Jeffrey Paternostro: That's Neil deMause's beat so I would mostly suggest just reading Field of Schemes. I've seen it on the minor league side too obviously, but I'm not an economist. My personal politics lean towards "no metropolis should contribute large amounts of money to a privately held building without a real stake in it," but that ship has sailed, and saying stuff like that out loud tends to really annoy the commenters. I don't think anyone here is shy about talking about the social responsibilities of baseball, but for some reason they don't seem to listen to us.

ari blum (ny): Do you honk that Kyle Holder’s bat is at least a 40 in the majors?

Jeffrey Paternostro: I don't, and if the Yankees did he probably would have been added the 40 at some point.

Johan Fantasy (Dombrowski's mind): What organization would you most want Johan Rojas end up with when Dombrowski trades him?

Jeffrey Paternostro: My default setting when any interesting outfield prospect comes up in this context is to think of Cleveland, but that just might be from listening to Mark Barry every week.
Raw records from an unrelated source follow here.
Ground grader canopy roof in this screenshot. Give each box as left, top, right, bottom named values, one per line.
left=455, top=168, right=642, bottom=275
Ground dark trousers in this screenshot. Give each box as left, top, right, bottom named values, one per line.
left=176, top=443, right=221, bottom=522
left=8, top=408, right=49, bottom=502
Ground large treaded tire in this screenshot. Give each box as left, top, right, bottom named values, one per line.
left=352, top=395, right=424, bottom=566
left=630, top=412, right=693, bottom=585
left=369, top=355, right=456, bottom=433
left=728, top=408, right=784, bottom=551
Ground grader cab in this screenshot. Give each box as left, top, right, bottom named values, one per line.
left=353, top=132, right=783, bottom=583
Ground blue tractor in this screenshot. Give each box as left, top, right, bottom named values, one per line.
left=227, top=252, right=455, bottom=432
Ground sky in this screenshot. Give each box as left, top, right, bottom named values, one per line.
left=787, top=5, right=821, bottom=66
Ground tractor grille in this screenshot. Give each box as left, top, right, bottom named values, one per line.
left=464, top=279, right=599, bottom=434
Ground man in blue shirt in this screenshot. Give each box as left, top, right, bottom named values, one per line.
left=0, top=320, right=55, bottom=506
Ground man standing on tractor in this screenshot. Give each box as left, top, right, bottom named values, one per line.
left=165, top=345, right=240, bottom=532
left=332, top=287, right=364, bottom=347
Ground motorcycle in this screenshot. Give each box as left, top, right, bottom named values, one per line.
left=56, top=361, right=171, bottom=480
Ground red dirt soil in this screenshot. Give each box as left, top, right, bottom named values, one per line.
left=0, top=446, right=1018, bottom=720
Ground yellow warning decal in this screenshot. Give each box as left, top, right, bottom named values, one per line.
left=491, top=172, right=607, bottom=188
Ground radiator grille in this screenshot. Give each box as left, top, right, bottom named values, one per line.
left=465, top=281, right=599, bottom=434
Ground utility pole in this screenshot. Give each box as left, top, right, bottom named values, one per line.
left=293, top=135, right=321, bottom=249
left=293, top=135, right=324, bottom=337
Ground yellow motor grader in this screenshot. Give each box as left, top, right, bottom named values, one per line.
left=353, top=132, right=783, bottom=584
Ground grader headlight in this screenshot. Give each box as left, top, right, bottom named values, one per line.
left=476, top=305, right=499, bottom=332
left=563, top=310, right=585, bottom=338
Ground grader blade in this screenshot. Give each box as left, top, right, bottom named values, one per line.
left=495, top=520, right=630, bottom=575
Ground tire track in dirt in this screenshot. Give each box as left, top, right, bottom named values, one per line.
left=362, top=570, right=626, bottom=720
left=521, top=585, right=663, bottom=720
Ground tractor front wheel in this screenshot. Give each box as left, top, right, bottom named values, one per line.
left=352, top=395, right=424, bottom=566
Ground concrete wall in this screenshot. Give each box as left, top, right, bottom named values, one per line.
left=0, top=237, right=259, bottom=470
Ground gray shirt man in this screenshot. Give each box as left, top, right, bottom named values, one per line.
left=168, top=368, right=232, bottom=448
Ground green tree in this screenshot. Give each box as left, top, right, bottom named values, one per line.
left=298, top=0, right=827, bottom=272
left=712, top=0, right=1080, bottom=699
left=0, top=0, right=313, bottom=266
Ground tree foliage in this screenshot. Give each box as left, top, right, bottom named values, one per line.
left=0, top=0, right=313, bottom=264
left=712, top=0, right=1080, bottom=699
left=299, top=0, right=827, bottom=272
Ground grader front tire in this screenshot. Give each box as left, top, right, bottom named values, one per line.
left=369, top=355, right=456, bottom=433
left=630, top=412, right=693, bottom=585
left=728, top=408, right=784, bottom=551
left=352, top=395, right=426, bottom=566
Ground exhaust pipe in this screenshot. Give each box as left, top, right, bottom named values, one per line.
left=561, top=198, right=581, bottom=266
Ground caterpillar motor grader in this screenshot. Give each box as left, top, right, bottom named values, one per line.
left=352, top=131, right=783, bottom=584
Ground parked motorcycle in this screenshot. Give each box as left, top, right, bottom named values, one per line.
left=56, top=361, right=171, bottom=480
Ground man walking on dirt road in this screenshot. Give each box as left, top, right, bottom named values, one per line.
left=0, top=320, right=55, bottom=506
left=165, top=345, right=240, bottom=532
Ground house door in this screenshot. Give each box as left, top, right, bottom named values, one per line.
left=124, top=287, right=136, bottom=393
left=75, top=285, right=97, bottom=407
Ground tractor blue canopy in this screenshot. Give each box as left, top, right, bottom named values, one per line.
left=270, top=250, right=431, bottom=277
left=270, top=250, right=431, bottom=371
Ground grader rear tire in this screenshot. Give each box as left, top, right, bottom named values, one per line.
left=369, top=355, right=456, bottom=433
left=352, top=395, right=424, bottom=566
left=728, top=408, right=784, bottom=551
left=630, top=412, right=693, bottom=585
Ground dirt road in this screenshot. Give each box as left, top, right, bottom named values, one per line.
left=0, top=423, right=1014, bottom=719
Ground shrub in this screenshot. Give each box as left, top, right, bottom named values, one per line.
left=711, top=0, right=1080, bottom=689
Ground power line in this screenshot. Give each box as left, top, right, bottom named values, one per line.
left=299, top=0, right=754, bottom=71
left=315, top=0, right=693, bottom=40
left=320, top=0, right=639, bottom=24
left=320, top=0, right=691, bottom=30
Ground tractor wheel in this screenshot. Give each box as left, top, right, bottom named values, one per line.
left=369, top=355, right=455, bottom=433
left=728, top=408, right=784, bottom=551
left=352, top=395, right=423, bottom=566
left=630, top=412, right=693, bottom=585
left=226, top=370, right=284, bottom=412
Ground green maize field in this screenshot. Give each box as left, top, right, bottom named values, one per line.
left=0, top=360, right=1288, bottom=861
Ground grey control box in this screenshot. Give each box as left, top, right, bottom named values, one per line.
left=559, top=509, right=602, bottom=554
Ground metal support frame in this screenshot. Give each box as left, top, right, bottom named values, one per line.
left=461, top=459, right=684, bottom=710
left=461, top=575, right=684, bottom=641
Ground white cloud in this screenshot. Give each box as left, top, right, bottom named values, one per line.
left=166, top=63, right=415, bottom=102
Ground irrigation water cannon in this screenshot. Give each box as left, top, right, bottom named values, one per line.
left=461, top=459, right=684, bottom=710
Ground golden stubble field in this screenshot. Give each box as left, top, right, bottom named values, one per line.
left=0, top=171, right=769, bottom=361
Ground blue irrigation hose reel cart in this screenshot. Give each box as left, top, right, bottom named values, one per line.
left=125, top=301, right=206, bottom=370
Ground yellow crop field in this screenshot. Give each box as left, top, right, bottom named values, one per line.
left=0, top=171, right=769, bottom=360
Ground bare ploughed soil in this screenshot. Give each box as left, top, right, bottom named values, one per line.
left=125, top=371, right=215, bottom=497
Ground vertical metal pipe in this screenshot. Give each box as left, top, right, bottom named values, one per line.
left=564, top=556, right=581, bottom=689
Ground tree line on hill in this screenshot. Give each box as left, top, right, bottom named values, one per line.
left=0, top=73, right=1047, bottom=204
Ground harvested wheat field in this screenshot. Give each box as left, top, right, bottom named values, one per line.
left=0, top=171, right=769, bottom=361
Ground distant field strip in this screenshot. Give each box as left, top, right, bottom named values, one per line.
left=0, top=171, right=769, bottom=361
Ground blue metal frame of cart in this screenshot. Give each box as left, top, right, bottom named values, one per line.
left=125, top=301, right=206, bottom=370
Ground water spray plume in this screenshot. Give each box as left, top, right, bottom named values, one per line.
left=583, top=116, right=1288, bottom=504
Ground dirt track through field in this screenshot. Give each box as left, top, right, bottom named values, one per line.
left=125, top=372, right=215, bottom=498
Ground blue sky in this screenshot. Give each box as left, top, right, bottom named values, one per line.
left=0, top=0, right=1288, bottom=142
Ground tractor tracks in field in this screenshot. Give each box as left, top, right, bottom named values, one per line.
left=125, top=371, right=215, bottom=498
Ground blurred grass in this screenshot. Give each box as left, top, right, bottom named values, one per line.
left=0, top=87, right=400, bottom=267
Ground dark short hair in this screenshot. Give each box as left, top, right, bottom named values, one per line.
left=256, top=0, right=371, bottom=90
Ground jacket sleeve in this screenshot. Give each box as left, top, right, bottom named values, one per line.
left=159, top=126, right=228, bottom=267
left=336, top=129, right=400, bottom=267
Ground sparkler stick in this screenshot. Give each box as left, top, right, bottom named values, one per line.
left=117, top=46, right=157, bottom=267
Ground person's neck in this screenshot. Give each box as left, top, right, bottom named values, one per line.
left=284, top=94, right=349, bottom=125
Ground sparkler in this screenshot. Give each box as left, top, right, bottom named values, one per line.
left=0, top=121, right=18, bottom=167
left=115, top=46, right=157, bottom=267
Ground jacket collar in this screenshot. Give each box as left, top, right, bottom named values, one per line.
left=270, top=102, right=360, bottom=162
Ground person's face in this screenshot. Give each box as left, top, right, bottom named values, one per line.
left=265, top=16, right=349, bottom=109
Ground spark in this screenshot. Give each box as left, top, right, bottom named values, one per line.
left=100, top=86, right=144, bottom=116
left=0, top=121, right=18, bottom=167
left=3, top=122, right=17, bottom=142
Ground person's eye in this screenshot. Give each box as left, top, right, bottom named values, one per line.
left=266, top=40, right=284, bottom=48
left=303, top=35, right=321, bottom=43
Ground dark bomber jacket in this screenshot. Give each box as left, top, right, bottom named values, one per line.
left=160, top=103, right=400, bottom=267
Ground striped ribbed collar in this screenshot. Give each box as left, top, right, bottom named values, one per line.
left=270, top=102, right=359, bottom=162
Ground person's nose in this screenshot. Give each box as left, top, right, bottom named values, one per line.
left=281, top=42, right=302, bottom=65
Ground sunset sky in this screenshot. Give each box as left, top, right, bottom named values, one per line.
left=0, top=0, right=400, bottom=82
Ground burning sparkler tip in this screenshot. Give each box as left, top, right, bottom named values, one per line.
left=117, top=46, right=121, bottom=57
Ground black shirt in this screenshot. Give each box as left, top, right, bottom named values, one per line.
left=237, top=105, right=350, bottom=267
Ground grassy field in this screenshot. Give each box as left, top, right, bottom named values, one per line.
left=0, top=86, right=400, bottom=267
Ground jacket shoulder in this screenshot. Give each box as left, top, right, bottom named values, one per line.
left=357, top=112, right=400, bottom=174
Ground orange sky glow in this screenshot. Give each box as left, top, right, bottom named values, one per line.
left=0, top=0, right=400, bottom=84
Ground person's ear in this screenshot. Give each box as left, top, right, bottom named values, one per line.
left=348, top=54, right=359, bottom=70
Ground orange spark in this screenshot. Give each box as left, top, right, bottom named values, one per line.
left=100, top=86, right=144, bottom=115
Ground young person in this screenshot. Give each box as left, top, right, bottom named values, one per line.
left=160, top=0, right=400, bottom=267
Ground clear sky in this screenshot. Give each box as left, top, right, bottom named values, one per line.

I know they are trying to build a new stadium but he'd be a fun tiny righty power bat in that Toronto lineup.

Danny (NY): I keep trying to conjure scenarios where the Mets trade for Lindor, but instead of paying in purely prospects/young talent, they partially pay the cost by taking on bad money. Even though Cleveland doesn't have that bad money contract to dump, a 3-way trade that accomplishes this has to exist, right? How about a 3 way trade where the Mets end up with Lindor and Lorenzo Cain, Brewers send a prospect to Cle and the Mets send JD/Amed and a prospect or two to Cle. Assuming Cain's contract is something like ~15-20MM underwater, maybe they'd be willing to trade one of Rassmusen/Small/Ashby out Could look something like Brewers- Trade: Cain + Ras/Small/Ashby Receive: Salary Relief Mets- Trade: Amed Rosario, Mark Vientos, Szapucki Receive: Cain, Lindor Indians- Trade: Lindor Receive: Amed Rosario, Ras/Small/Ashby, Vientos, Szapucki What do you think? Also, what do you think of these other alternate 3rd teams/bad contracts and whether they'd be willing to send a meaningful prospect to Cleveland in a salary dump: PHI/McCutchen, CHI/Kimbrel, STL/Carp or Fowler, CIN/Moustakas

Jeffrey Paternostro: Three-way deals can make things far more complicated and for Milwaukee specifically while I don't doubt they'd love to get out from the Cain money, they really aren't in a spot to be dumping a prospect to do it given the state of their system. The most straightforward way for the Mets is to just take Carrasco's remaining contract as well.